Boeing announced its third-quarter earnings were subpar, due to a continued machinists' union strike that has suspended production and forced the company to implement cost-cutting measures. The aerospace giant reported a net loss of $6.17 billion, higher than the estimated loss of $5.49 billion predicted by analysts. Its third-quarter revenue, totaling $17.84 billion, also fell short of the expected $18.12 billion and last year's $18.10 billion.
Boeing's CEO, Kelly Ortberg, voiced the firm's determination to return to its former standing. ""It will take time to return Boeing to its former legacy, but with the right focus and culture, we can be an iconic company and aerospace leader once again," stated Ortberg. In the face of economic pressure, Boeing is concentrating on shifting its organizational culture, stabilizing business operations, and sharpening execution efficiency.
Over the past weekend, Boeing confirmed a preliminary agreement with the union, and they are planning to vote on ratification of the new contract. Boeing's stock fell by around 1% post the release of its Q3 results and could fluctuate following the outcome of the union vote.

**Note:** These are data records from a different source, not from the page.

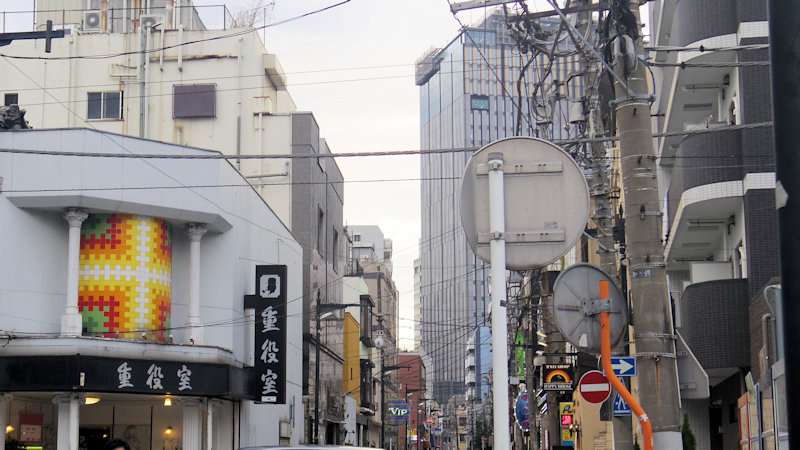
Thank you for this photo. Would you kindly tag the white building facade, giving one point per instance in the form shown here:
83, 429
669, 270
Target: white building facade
123, 282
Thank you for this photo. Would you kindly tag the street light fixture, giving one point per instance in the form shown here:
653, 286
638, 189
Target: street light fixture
405, 434
379, 343
323, 310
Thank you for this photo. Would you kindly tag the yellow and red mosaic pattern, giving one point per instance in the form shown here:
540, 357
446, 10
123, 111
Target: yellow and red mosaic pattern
125, 286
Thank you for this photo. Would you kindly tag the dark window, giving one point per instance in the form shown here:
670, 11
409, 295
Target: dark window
479, 102
193, 100
12, 99
321, 233
104, 105
335, 250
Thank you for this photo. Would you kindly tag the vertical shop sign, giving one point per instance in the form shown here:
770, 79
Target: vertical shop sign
270, 336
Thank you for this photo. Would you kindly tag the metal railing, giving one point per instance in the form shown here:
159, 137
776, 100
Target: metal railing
205, 17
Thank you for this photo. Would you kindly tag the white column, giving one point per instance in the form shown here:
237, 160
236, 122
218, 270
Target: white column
497, 249
194, 326
68, 419
71, 322
192, 425
5, 400
210, 423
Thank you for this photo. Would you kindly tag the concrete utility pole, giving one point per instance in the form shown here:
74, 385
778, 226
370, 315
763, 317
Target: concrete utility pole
652, 312
784, 19
599, 187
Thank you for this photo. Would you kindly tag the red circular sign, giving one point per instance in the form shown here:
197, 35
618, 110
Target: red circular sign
594, 387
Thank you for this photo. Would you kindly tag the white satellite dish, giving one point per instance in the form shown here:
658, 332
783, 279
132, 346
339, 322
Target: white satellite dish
546, 201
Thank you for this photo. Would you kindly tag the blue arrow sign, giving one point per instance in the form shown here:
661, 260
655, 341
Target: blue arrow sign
624, 366
621, 408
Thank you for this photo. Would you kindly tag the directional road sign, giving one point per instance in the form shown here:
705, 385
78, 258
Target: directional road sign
594, 387
621, 408
624, 366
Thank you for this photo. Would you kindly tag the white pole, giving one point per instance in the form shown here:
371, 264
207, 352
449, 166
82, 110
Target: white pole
497, 247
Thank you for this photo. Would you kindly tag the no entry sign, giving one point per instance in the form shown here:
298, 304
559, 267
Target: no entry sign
594, 387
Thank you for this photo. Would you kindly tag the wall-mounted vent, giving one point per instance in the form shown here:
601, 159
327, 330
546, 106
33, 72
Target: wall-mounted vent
91, 20
151, 20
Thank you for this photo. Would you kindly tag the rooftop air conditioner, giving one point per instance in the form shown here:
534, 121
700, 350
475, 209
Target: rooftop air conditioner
91, 20
151, 20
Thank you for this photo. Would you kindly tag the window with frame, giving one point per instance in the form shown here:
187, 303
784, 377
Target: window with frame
11, 99
194, 101
104, 105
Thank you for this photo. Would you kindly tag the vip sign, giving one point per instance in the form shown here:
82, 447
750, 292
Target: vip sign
397, 410
270, 337
558, 377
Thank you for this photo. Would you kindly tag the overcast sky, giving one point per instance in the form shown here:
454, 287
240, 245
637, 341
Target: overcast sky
353, 67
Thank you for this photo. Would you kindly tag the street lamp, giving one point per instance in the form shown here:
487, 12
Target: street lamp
422, 403
379, 343
322, 310
410, 391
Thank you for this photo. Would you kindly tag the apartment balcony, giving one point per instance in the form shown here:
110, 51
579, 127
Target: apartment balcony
717, 328
705, 195
696, 86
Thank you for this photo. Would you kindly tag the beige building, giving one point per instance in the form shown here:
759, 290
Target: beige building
155, 70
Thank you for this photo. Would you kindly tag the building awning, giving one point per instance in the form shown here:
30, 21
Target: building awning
124, 375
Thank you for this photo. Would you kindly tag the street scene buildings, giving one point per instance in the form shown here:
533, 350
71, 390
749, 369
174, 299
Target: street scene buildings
178, 270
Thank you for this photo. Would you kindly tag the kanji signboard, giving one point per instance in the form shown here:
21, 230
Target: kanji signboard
270, 336
558, 377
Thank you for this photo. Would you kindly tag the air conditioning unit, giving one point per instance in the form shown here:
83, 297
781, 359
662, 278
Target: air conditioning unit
91, 20
150, 20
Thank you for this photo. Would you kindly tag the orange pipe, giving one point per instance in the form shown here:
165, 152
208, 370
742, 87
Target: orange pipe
605, 349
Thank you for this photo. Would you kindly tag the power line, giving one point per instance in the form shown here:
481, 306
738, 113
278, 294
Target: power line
168, 47
215, 155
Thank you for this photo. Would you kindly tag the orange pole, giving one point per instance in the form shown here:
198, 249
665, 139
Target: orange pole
605, 352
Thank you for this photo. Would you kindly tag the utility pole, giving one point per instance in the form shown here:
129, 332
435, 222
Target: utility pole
652, 312
599, 188
784, 18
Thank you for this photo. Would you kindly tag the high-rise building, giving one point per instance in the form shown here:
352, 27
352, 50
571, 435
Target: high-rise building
477, 89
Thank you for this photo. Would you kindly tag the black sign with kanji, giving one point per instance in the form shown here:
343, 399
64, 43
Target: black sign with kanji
269, 303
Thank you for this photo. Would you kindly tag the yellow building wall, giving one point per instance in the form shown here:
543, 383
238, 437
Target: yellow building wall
351, 369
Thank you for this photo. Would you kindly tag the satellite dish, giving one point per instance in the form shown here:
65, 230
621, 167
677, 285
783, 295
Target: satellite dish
576, 307
546, 201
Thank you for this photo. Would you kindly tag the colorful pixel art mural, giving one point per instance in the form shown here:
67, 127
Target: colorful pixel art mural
125, 286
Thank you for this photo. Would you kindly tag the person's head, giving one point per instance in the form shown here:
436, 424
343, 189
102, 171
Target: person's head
117, 444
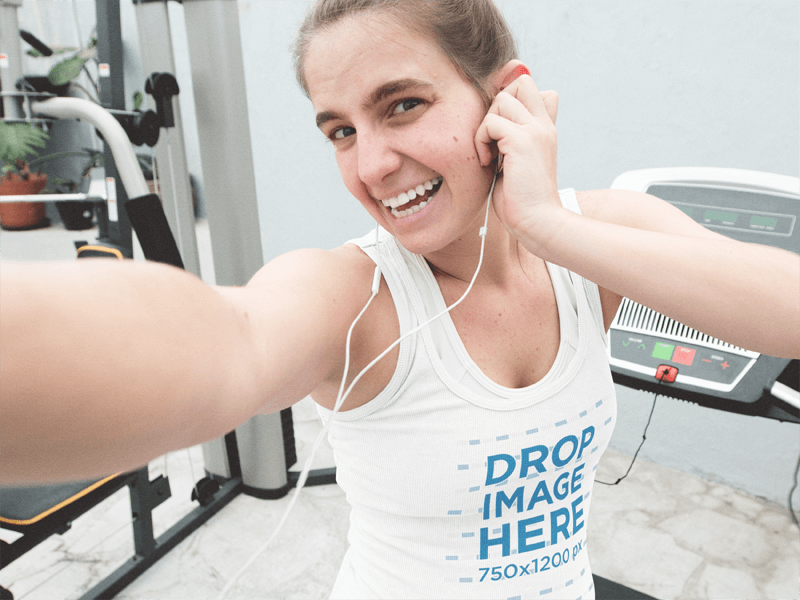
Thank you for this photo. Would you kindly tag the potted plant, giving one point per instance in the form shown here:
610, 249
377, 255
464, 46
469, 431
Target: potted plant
18, 142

Previously, Boeing revealed several austerity moves, along with other efforts to bolster its finances. This includes selling a potential $25 billion in debt or stock, and striking a deal with banks for a $10 billion credit line. The ongoing machinists' strike is an estimated drain of $1.3 billion per month on the company's finances, according to Jefferies analysts.
A tumultuous year for Boeing has witnessed safety incidents, investigations by regulators and law enforcement, a CEO transition, and lackluster quarterly results, all collectively impacting the company's stock.